Have you been successful in your attempt to access the monograph you mentioned? I’ve been unable to locate a copy with colleagues. Additionally, how is your write-up coming along? I’m eager to read the full transcription of the interview.

—Jane

Hello Andrew,

Thom informed me during our morning meeting that he’s resigned from mentoring you after a disagreement over Edward’s research materials. I was unaware of your recent absences. Please reach out as soon as possible to discuss your situation. If you need to withdraw and defer, I’ll assist with the process; we’ll continue with the research regardless, if you’re willing.

Please allow me to help you.

Best,

Jane

The third and final email in his inbox from Dr. Troth, time-stamped to 11:45 P.M. from the prior night, was short and simple:

Hello Andrew,

I’m growing concerned, as I haven’t heard from you. Are you all right?

—Jane

Sam finished reading and said, “So y’all think something’s off about her?”

“Yeah, but him dying fucked her over too,” Andrew said.

Sam leaned on the arm of the couch and Andrew sat square in the middle. Rain pattered on the roof. Tested patiences weighted the air in the room like damp humidity.

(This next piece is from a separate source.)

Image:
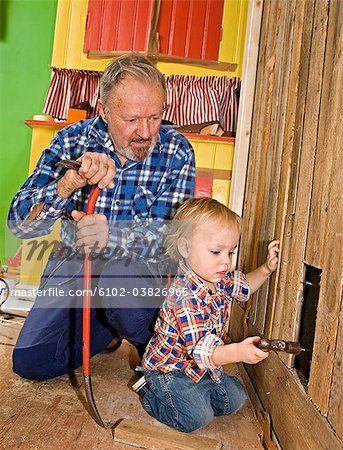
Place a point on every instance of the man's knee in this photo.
(35, 364)
(194, 421)
(134, 324)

The distraction of Sam in thin sweatpants and a white undershirt, tired from his afternoon at the garage but clean-smelling from a quick shower, dragged at animal parts of Andrew that had lain smothered for months, or years. Bleak longing of another sort bided its time, his loitering shade casting its pall over their shoulders. The lump on the back of his head reminded him of its constant threat. With each successive slip-up his control grew weaker and less efficient; at this point a menacing chill clung to his bones whether he fought loose of the phantom’s influence or not.

“What about your lost lead?” Sam asked.

“West didn’t do it, he wasn’t even in the state. But Troth was using him and Eddie both, so it wouldn’t make sense for her to kill him. Eddie disappearing just threw a wrench in her plagiarism plans,” he said.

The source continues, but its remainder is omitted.